Because you have a rewrite earlier in the file:

RewriteCond %{REQUEST_FILENAME} !-f
RewriteRule ^([^\.]+)$ $1.php [NC,L]

that rewrites /username (any request that does not map to an existing file) to /username.php before rewriting this to userprofile.php?username=username.php. Hence why you see the GET param value with a .php suffix.

Likewise, the following two RewriteRule directives aren't doing anything currently, since the earlier rule is catching the request.

RewriteRule ^([^\.]+)$ $1index [NC,L]
RewriteRule ^([^\.]+)$ $1login [NC,L]

And these would only conflict with the "username" rewrite, if we modify the preceding rewrite to append the .php extension. But also, these two rules conflict with each other - you are matching the same URL with both - the first rule would always win. (One input, with two different outputs is just not possible in any scenario.) In fact, this will likely generate a rewrite loop.

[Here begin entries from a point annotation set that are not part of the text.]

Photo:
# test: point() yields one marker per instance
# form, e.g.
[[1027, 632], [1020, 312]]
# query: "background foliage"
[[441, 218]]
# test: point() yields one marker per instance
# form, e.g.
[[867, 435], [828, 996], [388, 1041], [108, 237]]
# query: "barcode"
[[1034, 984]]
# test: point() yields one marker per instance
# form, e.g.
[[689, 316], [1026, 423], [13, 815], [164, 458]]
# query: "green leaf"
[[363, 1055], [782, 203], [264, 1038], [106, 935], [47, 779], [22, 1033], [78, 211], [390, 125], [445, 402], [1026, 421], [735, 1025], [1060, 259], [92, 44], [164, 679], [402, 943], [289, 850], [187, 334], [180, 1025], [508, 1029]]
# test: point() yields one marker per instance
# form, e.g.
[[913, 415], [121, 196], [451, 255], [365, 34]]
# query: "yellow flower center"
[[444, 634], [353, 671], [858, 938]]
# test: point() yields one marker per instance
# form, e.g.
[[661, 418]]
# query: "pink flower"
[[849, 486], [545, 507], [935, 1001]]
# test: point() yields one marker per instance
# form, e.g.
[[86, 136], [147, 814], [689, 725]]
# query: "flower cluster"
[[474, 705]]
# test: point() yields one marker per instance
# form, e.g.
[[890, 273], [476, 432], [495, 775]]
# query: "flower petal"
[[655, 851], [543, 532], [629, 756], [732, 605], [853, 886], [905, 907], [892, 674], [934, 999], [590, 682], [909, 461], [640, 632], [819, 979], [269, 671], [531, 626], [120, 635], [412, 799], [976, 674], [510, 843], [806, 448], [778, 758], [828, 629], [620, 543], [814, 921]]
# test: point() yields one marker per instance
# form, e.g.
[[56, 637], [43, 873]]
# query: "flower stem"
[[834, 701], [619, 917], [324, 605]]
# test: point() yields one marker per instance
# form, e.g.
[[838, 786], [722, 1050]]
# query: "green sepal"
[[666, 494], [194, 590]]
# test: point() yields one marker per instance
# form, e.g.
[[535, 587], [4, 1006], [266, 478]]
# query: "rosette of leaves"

These two directives should be removed.


To avoid .php being appended to username, you could check that the .php file exists before rewriting to it. For example:

RewriteCond %{DOCUMENT_ROOT}/$1.php -f
RewriteRule ^([^\.]+)$ $1.php [NC,L]

However, I would also consider changing your URL structure so you can easily target URLs that are specifically stating a username. For example:

www.example.com/u/username

Then your directive can be written less ambiguously (and wouldn't be so dependent on the ordering of directives in your file):

RewriteRule ^u/(.*)$ userprofile.php?username=$1 [QSA,L]

Also, be more specific in the regex that captures the username. The pattern .* captures anything. For example, if usernames can only contain the letters a..z then use a regex like ^u/([a-z]+)$. And if usernames must be 4 or more characters then: ^u/([a-z]{4,})$.